= Thommessen =

Norwegian law firm

Thommessen (formerly Thommessen Krefting Greve Lund) is one of the largest law firms in Norway and mainly deals with business law. The firm has over 300 employees, with more than 200 lawyers and legal assistants and offices in Oslo, Bergen, Stavanger and London. The firm has 29 attorneys who are admitted into the Supreme Court. Thommessen specializes in stock exchange and transaction law, litigation and arbitration, as well as general business legal advice. The company's clients are mainly Norwegian listed companies and foreign companies. Thommessen is the largest law firm within M&A in the Nordic region.

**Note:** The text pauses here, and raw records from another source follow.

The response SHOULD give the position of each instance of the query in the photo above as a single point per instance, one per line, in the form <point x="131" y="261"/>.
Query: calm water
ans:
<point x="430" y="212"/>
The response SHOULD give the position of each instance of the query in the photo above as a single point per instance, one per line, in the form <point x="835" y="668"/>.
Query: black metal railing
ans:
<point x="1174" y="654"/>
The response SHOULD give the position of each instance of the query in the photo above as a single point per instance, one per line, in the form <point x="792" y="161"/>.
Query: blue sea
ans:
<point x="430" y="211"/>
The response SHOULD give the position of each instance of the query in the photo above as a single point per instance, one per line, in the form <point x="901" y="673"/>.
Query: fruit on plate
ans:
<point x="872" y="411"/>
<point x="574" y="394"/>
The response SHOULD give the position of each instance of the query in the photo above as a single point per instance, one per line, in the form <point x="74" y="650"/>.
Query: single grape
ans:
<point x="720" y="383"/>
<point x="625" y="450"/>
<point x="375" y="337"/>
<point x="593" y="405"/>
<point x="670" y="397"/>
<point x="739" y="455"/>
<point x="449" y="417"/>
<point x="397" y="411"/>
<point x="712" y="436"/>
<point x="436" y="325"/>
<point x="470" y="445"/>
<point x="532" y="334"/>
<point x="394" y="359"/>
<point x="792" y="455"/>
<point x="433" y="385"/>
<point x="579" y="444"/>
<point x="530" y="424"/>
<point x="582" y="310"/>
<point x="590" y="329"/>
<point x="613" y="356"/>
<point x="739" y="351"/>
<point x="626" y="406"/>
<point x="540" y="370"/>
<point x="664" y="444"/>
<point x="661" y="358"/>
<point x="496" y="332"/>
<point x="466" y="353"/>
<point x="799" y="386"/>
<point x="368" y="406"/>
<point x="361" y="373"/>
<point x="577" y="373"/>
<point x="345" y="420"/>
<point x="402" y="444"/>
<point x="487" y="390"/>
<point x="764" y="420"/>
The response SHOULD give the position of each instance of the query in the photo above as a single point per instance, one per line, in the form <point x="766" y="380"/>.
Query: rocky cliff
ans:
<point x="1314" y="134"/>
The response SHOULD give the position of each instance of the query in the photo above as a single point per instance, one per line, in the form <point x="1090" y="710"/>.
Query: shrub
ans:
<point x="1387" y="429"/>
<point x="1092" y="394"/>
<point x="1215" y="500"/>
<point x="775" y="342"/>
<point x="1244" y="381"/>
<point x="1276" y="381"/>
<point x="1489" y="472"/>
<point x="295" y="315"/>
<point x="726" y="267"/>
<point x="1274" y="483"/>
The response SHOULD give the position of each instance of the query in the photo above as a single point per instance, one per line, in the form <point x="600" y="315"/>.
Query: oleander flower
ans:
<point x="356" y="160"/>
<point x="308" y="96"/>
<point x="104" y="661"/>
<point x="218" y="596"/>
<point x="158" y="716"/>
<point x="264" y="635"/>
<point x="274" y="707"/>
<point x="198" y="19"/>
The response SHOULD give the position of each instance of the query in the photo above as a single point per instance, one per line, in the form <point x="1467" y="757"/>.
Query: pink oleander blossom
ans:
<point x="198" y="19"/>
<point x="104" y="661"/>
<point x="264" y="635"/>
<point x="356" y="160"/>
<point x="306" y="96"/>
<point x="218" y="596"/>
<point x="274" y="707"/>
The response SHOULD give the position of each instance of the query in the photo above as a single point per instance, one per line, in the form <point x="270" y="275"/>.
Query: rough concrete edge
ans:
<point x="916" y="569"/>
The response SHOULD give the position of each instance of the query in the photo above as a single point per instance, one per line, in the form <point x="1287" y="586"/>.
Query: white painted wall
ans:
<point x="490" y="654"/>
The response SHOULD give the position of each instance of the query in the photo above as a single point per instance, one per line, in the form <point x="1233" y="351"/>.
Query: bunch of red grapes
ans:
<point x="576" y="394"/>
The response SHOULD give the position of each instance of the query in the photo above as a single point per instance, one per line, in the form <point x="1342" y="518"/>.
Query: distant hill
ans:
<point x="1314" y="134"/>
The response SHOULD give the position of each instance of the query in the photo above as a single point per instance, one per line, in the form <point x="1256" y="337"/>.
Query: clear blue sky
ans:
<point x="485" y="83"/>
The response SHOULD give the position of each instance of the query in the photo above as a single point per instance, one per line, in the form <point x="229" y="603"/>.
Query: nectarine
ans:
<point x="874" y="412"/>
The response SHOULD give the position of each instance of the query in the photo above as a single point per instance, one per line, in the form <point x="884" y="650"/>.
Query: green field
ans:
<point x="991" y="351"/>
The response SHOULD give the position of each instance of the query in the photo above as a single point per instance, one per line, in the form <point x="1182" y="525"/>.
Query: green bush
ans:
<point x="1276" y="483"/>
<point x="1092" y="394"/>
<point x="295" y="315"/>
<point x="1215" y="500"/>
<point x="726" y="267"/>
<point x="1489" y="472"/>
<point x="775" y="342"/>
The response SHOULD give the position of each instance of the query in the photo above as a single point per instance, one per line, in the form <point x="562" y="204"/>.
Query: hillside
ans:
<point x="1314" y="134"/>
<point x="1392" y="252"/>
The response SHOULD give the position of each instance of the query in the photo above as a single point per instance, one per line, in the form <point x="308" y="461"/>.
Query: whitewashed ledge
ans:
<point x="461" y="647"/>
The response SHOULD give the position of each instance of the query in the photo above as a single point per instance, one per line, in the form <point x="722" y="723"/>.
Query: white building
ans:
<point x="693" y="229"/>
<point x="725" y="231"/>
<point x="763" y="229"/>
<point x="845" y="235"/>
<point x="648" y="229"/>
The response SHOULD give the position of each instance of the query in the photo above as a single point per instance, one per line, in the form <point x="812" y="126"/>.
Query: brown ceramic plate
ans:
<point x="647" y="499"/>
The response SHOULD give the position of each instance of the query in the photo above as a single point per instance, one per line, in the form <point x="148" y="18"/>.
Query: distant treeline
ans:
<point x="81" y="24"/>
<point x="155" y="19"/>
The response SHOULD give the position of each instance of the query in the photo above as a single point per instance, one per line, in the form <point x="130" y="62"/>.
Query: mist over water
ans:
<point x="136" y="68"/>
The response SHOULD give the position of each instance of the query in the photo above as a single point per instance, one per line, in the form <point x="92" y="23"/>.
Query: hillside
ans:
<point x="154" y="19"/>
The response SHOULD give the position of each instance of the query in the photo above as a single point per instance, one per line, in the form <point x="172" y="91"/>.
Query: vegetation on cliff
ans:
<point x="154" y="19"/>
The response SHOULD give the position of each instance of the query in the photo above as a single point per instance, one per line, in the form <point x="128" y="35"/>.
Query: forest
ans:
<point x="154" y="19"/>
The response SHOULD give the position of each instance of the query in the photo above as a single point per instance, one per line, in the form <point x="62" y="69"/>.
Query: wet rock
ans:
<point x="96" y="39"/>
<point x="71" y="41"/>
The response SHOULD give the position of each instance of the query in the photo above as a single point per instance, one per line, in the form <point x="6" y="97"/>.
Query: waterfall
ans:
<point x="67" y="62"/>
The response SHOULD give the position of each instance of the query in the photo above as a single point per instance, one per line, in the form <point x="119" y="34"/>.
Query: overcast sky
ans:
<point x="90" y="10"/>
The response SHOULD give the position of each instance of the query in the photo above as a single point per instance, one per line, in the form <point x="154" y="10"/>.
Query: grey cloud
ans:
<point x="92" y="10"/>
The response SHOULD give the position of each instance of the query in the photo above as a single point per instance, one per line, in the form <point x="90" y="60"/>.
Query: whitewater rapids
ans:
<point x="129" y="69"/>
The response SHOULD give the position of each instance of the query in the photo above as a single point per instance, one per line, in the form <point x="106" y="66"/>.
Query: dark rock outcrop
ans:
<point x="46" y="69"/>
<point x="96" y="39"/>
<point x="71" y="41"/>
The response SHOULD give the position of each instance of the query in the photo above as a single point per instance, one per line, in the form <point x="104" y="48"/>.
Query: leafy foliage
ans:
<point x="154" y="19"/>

The company was founded on 19 January 1856, when Hans Christian Grønn established a private law practice in Oslo. Grønn wanted to distinguish the legal profession from the civil service and fought to make business law more international. Green was Attorney General in the period 1870-1873. The company assisted in the establishment of Norsk Hydro-Elektrisk Kvælstof-aktieselskap in 1905.

In the 1990s, there were great growth and several major mergers in the Norwegian legal profession. This development began with the establishment of ‘Thommessen & Krefting’ in 1990, through the merger between the companies ‘Thommessen Karlsrud Heyerdahl & Brunsvig’ and ‘Krefting & Løchen’ (which was established in 1954). In 1991, ‘Thommessen & Krefting’ merged with what was then Norway's largest law firm outside Oslo, the company ‘Greve, Greve, Greve & Lorentzen’ in Bergen (which was established in 1928). In 1993, parts of the law firm ‘Lund & Co’ were merged and the company's name became ‘Thommessen Krefting Greve Lund AS Advokatfirma’. From 1 September 2009, the company's name was changed to ‘Advokatfirmaet Thommessen AS’.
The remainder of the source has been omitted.